A group of determined LGBTQ+ young people from Wigan borough have proved the importance of not giving up on a challenge!
Wigan Council’s youth group, BYOU, set themselves the task of actively covering 1,000 miles between them in one month, to help raise awareness of the disparity between the fitness levels of LGBTQ+ people and the wider community and to help improve their own physical fitness and encourage a love of keeping fit.
Youth worker at Wigan Council, Scott Williams, said:
“As youth workers on the BYOU project, we’re really aware of the need to promote physical health and wellbeing locally because we know that LGBTQ+ young people are less likely to take part in physical activity.
“This could be for a variety of reasons, such as having negative experiences of sport at school or anxieties linked to the practicalities of getting involved in sports such as single gendered changing rooms.
“So, every September, we introduce ‘Sports-tember’ and the group come up with their own physical challenge.”
This September, the young people decided they would complete 1,000 miles between them and in lots of different ways including walking, running, cycling, and kayaking. However, this was a tough challenge and at the end of September they still had several miles to cover.
“The group did not give up and decided to keep going with the challenge. I’m now excited to announce that we have exceeded our 1,000-mile barrier! It feels as though we have collectively won our race!”
A report by Pride Sports for Sport England in 2016, which examined research from organisations including the National LGBT Partnership, National Union of Students and Stonewall, found that 55% of LGBT men, 56% of LGBT women and 64% of people who identified as other than female or male, were not active enough to maintain good health.
Reasons given for not participating in sport were cited as an increased prevalence of homophobic or transphobic language in sports settings and an acceptance of this as ‘banter’, a lack of acceptance within their school sport environment and, amongst younger people, a higher level of poor mental health generally than the wider community.
The challenge builds on the work the BYOU group have been doing in partnership with local schools, to help make PE lessons more accessible for LGBTQ+ young people.

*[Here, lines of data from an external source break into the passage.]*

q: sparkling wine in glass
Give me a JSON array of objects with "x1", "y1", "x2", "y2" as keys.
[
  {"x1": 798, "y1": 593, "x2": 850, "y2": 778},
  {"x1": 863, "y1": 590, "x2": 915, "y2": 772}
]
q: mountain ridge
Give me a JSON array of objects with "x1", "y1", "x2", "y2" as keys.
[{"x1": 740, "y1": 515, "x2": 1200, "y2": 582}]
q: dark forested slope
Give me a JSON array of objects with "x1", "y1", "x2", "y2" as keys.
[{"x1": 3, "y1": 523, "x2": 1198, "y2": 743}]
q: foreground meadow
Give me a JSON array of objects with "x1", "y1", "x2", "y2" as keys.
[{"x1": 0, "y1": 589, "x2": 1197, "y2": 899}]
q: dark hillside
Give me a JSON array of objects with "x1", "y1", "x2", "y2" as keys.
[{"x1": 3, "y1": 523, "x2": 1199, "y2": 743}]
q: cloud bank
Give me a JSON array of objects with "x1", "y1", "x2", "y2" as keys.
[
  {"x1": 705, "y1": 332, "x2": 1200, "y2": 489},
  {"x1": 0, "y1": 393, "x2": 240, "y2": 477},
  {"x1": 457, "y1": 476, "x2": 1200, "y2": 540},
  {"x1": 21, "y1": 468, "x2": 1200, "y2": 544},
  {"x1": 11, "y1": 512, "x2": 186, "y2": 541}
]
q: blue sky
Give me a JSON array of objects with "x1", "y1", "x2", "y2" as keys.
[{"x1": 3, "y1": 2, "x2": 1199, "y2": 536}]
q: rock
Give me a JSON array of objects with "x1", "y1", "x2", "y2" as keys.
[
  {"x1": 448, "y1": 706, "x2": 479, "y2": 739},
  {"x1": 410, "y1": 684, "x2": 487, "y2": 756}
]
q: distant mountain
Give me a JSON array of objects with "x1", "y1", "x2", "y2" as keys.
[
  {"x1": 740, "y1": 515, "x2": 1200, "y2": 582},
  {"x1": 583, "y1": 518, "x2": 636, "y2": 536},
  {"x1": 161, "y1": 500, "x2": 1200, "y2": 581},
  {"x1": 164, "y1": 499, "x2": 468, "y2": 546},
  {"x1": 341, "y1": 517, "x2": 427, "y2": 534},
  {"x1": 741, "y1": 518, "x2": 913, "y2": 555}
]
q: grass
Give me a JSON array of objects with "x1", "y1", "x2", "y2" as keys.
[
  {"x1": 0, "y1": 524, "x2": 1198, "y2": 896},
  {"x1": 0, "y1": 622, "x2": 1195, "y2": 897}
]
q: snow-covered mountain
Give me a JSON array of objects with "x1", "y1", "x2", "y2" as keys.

Group member, Alix, 15, said:
“I really enjoyed being in the outdoors and I also found exercising with friends made a difference as we could have interesting conversations so I didn’t even feel like I was exercising.”
Oskar, 17, added:
“Studies show that LGBTQ+ young people don’t do enough exercise due to limitations such as not feeling comfortable in changing rooms. But being active can help your mental health as well as your physical health so it can make a big difference. I was both nervous and excited about the kayaking, but it was good to try something new.”
The BYOU group offers activities and a confidential, safe space for young LGBTQ+ people in Wigan borough.